Hi, I didn't see your last reply. Would it be possible to get an initramfs to resume from encrypted hibernation using those cmdline args, or would I have to do it manually each time?

A user has made a patch which seems to make it work, I'm considering adding it but still unsure about safety, see: https://www.kernel.org/doc/html/latest/power/swsusp.html

I don't think it should be an issue since the mount is made after the resume stage, but I'm not sure how this will work with other storage which is mounted, such as a device for keyfiles or headers.

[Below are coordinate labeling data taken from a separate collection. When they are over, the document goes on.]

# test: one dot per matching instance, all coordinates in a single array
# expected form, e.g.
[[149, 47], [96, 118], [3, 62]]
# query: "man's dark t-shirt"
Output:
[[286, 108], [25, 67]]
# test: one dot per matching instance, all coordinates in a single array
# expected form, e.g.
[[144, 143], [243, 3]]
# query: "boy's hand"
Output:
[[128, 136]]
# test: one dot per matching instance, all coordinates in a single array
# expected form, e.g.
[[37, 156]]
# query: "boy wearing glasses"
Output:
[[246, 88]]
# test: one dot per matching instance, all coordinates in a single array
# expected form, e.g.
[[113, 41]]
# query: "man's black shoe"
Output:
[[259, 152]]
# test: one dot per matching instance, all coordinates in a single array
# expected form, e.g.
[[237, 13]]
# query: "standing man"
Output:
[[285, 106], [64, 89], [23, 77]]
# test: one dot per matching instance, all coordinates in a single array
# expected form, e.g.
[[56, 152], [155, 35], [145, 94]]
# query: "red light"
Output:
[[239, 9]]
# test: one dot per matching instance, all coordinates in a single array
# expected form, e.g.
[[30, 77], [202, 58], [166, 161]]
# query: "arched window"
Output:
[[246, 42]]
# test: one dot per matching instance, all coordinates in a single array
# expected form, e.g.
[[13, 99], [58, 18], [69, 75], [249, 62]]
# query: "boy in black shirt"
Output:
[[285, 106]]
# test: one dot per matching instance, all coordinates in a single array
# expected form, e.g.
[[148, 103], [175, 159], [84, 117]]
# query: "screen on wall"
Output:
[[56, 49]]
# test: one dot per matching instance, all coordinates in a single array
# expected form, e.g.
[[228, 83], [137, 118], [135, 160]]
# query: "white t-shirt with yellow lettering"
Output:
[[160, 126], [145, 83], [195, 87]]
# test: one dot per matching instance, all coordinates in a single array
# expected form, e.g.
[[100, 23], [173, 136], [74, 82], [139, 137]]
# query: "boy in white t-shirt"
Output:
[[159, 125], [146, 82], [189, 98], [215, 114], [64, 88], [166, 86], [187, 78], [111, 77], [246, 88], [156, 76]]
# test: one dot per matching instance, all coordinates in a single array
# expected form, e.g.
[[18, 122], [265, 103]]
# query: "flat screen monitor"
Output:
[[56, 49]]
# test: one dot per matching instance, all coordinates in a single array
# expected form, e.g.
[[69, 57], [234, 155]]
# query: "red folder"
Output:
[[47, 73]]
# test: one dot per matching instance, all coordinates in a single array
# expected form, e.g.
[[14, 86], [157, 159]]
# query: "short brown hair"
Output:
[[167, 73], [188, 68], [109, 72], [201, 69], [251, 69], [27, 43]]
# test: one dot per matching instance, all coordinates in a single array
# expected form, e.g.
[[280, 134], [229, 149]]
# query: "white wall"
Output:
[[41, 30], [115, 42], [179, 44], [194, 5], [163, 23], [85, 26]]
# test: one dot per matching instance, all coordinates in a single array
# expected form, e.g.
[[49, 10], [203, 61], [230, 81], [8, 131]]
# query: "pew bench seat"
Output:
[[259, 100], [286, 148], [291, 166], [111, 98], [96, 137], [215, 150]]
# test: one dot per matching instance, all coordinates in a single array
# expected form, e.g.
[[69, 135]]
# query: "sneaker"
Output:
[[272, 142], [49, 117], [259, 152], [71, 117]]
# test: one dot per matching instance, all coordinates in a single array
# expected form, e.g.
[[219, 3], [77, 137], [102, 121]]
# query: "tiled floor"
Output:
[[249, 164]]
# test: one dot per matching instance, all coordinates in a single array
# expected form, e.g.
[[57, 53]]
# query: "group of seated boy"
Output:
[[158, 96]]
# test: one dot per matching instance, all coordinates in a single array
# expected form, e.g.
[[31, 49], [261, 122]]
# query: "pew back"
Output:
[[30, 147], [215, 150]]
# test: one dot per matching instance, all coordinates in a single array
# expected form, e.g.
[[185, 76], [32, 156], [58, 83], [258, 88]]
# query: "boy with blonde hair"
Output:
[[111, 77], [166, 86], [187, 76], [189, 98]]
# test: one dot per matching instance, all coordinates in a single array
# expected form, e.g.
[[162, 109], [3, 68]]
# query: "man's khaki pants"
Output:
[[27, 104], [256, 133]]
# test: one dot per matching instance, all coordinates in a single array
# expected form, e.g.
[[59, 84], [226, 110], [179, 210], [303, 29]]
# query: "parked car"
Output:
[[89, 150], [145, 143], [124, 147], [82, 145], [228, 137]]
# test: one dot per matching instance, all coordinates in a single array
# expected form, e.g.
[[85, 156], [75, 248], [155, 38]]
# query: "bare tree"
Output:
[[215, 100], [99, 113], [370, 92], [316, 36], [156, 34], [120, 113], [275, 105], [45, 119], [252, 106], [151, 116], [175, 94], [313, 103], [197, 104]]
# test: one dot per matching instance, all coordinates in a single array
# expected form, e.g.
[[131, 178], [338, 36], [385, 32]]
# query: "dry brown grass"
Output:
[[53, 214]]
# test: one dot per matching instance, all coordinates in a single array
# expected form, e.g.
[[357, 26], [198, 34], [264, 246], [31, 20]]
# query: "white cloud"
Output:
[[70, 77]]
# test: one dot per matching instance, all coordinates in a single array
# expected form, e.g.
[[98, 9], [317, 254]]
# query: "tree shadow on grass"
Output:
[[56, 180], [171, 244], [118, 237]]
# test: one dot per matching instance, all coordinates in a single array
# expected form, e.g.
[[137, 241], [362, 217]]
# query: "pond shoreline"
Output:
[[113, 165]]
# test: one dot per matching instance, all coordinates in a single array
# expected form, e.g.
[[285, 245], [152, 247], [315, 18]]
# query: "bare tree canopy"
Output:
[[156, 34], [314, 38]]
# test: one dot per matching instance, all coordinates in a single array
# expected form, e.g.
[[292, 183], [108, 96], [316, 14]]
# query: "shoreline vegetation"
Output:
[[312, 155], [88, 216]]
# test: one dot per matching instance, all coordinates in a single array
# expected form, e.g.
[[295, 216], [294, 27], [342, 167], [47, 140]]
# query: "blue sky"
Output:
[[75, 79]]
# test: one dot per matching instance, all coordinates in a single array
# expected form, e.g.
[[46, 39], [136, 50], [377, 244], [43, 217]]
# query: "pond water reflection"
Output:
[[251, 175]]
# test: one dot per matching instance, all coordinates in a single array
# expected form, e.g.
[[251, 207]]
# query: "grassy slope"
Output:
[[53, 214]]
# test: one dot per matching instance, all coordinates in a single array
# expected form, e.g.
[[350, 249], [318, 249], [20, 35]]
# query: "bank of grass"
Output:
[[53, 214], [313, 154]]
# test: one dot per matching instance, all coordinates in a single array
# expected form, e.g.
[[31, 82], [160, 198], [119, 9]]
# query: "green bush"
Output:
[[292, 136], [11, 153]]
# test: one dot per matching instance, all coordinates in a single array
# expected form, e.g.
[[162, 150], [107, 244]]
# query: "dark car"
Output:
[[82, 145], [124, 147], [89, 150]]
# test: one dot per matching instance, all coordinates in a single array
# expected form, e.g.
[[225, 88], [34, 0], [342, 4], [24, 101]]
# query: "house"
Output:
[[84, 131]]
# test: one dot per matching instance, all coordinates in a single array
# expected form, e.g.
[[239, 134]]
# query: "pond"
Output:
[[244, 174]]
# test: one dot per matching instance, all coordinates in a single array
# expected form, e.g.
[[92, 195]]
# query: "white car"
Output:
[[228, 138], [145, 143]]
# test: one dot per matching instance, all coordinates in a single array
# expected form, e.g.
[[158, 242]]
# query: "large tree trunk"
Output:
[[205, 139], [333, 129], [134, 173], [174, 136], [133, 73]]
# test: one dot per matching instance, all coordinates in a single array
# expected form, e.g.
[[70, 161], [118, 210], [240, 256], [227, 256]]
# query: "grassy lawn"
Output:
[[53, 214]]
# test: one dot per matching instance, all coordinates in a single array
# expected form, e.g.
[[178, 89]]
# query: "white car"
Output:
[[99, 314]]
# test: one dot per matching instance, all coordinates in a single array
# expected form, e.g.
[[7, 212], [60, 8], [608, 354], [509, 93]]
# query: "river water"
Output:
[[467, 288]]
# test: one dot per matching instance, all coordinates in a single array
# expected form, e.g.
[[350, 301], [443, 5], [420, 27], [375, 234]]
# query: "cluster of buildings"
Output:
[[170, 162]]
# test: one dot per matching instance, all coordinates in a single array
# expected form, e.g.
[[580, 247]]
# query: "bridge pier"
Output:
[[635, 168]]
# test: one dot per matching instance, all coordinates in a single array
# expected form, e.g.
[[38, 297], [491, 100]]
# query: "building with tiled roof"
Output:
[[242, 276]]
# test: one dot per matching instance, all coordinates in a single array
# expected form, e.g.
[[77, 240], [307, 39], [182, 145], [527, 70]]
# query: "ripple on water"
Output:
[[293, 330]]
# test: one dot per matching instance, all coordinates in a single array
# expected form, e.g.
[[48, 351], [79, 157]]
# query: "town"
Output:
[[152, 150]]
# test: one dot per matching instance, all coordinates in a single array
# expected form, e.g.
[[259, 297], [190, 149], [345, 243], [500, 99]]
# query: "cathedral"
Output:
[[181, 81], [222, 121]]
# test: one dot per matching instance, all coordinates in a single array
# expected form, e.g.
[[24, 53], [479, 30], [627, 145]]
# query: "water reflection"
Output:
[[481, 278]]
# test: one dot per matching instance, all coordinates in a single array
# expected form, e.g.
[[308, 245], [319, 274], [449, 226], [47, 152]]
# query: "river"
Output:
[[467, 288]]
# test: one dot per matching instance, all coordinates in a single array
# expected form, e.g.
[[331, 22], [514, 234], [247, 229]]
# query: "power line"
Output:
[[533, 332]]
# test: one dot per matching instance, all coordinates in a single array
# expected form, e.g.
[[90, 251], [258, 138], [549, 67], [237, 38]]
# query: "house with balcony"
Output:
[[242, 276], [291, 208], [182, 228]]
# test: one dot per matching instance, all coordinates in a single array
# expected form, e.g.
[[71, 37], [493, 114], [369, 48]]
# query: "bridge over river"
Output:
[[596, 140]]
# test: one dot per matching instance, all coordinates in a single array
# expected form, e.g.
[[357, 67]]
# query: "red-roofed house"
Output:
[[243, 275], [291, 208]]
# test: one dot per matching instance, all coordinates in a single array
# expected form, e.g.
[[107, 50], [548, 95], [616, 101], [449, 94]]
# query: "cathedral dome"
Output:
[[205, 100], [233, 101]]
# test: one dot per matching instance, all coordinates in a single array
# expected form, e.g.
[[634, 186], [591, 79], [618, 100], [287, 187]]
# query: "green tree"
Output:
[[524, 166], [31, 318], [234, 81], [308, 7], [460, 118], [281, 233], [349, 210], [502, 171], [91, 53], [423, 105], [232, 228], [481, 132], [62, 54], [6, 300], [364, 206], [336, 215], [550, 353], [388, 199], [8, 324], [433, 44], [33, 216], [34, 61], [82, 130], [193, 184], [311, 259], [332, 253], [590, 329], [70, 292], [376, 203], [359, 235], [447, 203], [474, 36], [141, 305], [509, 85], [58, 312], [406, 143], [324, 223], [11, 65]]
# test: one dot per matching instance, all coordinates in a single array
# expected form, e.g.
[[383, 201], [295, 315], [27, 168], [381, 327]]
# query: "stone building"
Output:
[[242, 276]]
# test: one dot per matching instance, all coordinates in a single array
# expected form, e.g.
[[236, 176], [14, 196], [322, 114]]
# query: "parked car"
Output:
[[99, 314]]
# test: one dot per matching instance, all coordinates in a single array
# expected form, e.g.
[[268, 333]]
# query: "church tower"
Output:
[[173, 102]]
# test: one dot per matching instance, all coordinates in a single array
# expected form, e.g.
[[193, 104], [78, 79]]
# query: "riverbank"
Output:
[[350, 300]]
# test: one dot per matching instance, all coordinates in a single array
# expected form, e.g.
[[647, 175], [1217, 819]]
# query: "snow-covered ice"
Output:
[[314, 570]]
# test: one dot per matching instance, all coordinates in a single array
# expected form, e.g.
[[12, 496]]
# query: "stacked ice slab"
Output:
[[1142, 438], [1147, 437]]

diff --git a/src/ugrd/fs/resume.py b/src/ugrd/fs/resume.py
index 38f5ddd..9255d9c 100644
--- a/src/ugrd/fs/resume.py
+++ b/src/ugrd/fs/resume.py
@@ -1,7 +1,8 @@
 __version__ = "0.4.0"

+from zenlib.util import contains, unset

-def handle_resume(self) -> None:
+def _resume(self) -> None:
     """Returns a bash script handling resume from hibernation.
     Checks that /sys/power/resume is writable, resume= is set, and noresume is not set, if so,
     checks if PARTUUID= is in the resume var, and tries to use blkid to find the resume device.
@@ -17,7 +18,7 @@ def handle_resume(self) -> None:
     return [
         "resumeval=$(readvar resume)",  # read the cmdline resume var
         'if ! check_var noresume && [ -n "$resumeval" ] && [ -w /sys/power/resume ]; then',
-        '    if echo "$resumeval" | grep -q "PARTUUID="; then',  # resolve partuuid to device
+        '    if echo "$resumeval" | grep -q -E "^PARTUUID=|^UUID="; then',  # resolve partuuid or uuid to device
         '        resume=$(blkid -t "$resumeval" -o device)',
         "    else",
         "        resume=$resumeval",
@@ -35,3 +36,11 @@ def handle_resume(self) -> None:
         "    fi",
         "fi",
     ]
+
+@unset('late_resume')
+def handle_resume(self) -> None:
+    return _resume(self)
+
+@contains('late_resume', "Using late resume.")
+def late_resume(self) -> None:
+    return _resume(self)
\ No newline at end of file
diff --git a/src/ugrd/fs/resume.toml b/src/ugrd/fs/resume.toml
index c4732dd..fa74744 100644
--- a/src/ugrd/fs/resume.toml
+++ b/src/ugrd/fs/resume.toml
@@ -2,3 +2,9 @@ cmdline_strings = [ "resume" ]

 [imports.init_early] 
 "ugrd.fs.resume" = [ "handle_resume" ]
+
+[imports.init_premount]
+"ugrd.fs.resume" = [ "late_resume" ]
+
+[custom_parameters]
+late_resume = "bool"
\ No newline at end of file